Disease afflicting bald eagles baffles experts
Ailment striking birds only on Southern Wisconsin River By Susanne Quick
Milwaukee Journal Sentinel
February 9, 2004
As West Nile virus continues to steam-roll its way across North America, killing thousands of wild birds and an Asian bird flu knocks out part of the domestic poultry population in China and Vietnam, a different avian ailment is hitting bald eagles along the lower Wisconsin riverway.
And although the area and scope of the disease are limited - just the lower Wisconsin River and only bald eagles - no one knows what's causing it.
According to state and federal wildlife specialists, the disease generally manifests itself in live animals as grand mal seizures. The birds, who can't stay in the trees because of their jerking and spasms, end up on roadways, in fields or on frozen lakes, where they thrash and roll - seemingly unaware of their surroundings.
"One of the things about this disease," said Julie Langenberg, wildlife veterinarian at the Wisconsin Department of Natural Resources, "is some of these birds can be rescued" because they are unable to fly and don't seem to realize that they are being approached.
However, wildlife specialists warn that people who see eagles in such a state should not approach them, and instead should call the DNR to come rescue the animals.
"You have to keep in mind that these birds are quite strong and powerful," said Marjorie Gibson, executive director of Raptor Education Group Inc. in Antigo. And when they are having seizures, even if they are unaware of their surroundings, they can still injure untrained people.
Four eagles survive illness
Despite the opportunity to save some of the eagles, "a significant proportion of them die - more than half," Langenberg said.
As of this year, 11 eagles are suspected of having succumbed to the disease - although there may be more whose bodies have not been found.
Four survived and are being rehabilitated at Gibson's center in Antigo, where they are watched 24 hours a day, and given anti-seizure medications as soon as they begin having spasms.
"We literally sleep next to them," Gibson said, "so that we're right there if the symptoms start."
Gibson also works to teach the surviving birds how to fly and hunt again.
"It's a long process," she said, often taking a year or more before the eagles can be rereleased.
The disease first appeared during the winter of 1994 and 1995. It then vanished and reappeared in the winter of 2000.
Since then the severity has fluctuated, killing between six and 20 eagles each year.
Although only a small number of eagles seem to be affected - only 11 out of a bumper crop of 614 pairs between Adams and Juneau counties - they're numerous enough to have wildlife specialists concerned, Langenberg said.
"The Wisconsin DNR has taken this problem very seriously," said Carol Meteyer, a wildlife pathologist at the U.S. Geological Survey's National Wildlife Health Center in Madison.
"There is a very small window of opportunity to gain environmental information from the dead carcasses because some years we don't see dying eagles.

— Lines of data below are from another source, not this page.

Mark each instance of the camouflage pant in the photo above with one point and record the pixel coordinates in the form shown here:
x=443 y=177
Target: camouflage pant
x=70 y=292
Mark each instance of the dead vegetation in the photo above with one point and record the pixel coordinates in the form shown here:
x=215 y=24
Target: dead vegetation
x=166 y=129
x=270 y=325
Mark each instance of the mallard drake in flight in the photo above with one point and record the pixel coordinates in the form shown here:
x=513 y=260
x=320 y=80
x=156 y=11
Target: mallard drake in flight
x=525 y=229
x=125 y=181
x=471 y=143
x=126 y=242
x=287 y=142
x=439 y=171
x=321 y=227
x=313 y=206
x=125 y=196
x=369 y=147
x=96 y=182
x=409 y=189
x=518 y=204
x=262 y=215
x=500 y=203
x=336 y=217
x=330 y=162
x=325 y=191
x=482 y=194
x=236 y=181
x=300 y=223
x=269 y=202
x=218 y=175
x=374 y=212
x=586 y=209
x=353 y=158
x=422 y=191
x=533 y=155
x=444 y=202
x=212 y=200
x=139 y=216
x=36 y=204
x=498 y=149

And when we do, it is only for about six weeks," she said.
No other birds or mammals appear to be involved, Meteyer said.
According to the pathology work done at the Wildlife Health Center, "changes in these birds do not point to any clear cause," she said.
Disease appears swiftly Curiously, both Meteyer and Langenberg say that despite the very big symptom of death, the birds appear to be in good physical condition. They have, "lots of fat, which means that whatever happens, happens relatively quickly," Meteyer said.
Necropsy examinations of the eagles' livers indicate changes that are recent, instead of chronic, she said.
But these changes don't seem to have the hallmarks of any particular disease, poison or contaminant the researchers are aware of.
"As a wildlife forensic pathologist, this disease is fascinating, but also frustrating," Langenberg said.
Lesions have also been found on the brains of some of these birds and are probably associated with seizure symptoms.
"The bottom line is nobody knows what is going on," Langenberg said. "It appears to be a nervous system disease, as evidenced by the presence of seizures."
The DNR and National Wildlife Health Center have conducted investigations to look for infectious agents, environmental pollutants and poisons in the eagles' forage, but so far nothing has surfaced, Langenberg said.
Eagles on the northern Wisconsin River and on the Mississippi don't appear to be affected by this disease.
That indicates that there is something peculiar to the lower Wisconsin contributing to the disease.
Langenberg thinks maybe they are observing a combination of problems - a dab of environmental factors mixed in with a dash of something else.
"I think this kind of situation is only going to become more typical in the coming decades," she said. "It's because of the way we are changing their environment," often in incremental steps, that makes it harder to pinpoint problems.
"I think the eagles are trying to tell us something," she said.
The next step, Langenberg said, is to look for clues on a smaller scale. But with budget tightening at the state and federal levels - as well as funds being diverted to "hotter" diseases such as chronic wasting disease and West Nile virus - the work on the eagles may be delayed.